Un recours en forte hausse
La retraite progressive séduit un nombre croissant de Français. Selon les chiffres publiés par la Caisse nationale d'assurance vieillesse (Cnav) et relayés par BFM, le nombre de bénéficiaires a presque doublé en un an : il est passé de 45 948 au 31 décembre 2025 à 66 800 mi-2026. En six mois, la hausse est également spectaculaire.
Pourquoi cet afflux ?
Plusieurs éléments conjoncturels et réglementaires expliquent ce mouvement. D'abord, les conditions d'accès ont été progressivement assouplies depuis plusieurs années. La Cnav souligne que cette progression est liée «
avec les assouplissements successifs de ses conditions d'accès». Concrètement :
- Depuis 2015, la retraite progressive est accessible jusqu'à deux ans avant l'âge légal de départ.
- Depuis le 1er septembre 2025, le dispositif est possible dès 60 ans pour les salariés remplissant les conditions.
- La condition de cotisation reste : avoir validé au moins 150 trimestres.
Un public élargi
Autre facteur : l'élargissement des publics éligibles. La mise en pause de la réforme des retraites initiée en 2023 a permis d'étendre l'accès à des catégories auparavant peu concernées, comme certaines professions libérales et des fonctionnaires, selon les informations rapportées. Ce basculement modifie l'équilibre entre actifs et retraités pour le dispositif et augmente mécaniquement le nombre de demandes.

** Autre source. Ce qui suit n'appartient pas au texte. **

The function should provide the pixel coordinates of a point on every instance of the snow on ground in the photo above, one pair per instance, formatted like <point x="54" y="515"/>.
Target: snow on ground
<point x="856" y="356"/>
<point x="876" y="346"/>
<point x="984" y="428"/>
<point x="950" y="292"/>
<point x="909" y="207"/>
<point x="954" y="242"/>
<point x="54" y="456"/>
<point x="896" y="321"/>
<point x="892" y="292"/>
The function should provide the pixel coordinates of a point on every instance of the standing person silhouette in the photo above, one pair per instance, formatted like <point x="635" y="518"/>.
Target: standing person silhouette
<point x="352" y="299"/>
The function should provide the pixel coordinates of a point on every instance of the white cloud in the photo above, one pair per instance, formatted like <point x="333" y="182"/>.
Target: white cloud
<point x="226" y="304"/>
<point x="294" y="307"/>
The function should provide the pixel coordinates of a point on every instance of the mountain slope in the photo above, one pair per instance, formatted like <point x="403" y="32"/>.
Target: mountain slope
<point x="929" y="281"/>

Un employeur désormais plus limité dans son refus
La règle relative à l'accord de l'employeur a également évolué : depuis les modifications récentes, un employeur ne peut plus refuser la retraite progressive, sauf pour un « motif légitime ». Cette contrainte nouvelle facilite l'accès des salariés au temps partiel progressif couplé à une perception partielle de pension.
Conséquences pour les salariés et les finances
Pour le salarié, la retraite progressive permet d'aménager la transition entre activité et retraite complète : il réduit son temps de travail tout en percevant une part de sa pension. Le dispositif offre un compromis entre diminution d'activité et maintien d'un revenu, mais il implique aussi une adaptation des droits et du niveau de pension perçue à terme. Pour les régimes, la montée en charge du dispositif appelle à un suivi statistique et financier pour mesurer l'impact sur les prestations et sur l'emploi.
Chiffres clés
| Période | Nombre de bénéficiaires |
|---|---|
| Fin 2025 (31/12/2025) | 45 948 |
| Mi-2026 | 66 800 |
| Juin 2025 (référence) | ~35 000 (signalé en juin 2025) |
La Cnav ajoute que ce recours s'«
s'inscrit également dans une dynamique de meilleure connaissance et d'appropriation par les usagers». En clair, la combinaison d'une information accrue, de règles plus souples et d'une ouverture à de nouvelles catégories de travailleurs explique l'essor rapide du dispositif.
Reste à observer si cette tendance se maintiendra dans la durée et quelles seront ses conséquences budgétaires et sociales, notamment si la réforme des retraites revenait sur le devant de la scène par de nouvelles modifications législatives ou réglementaires.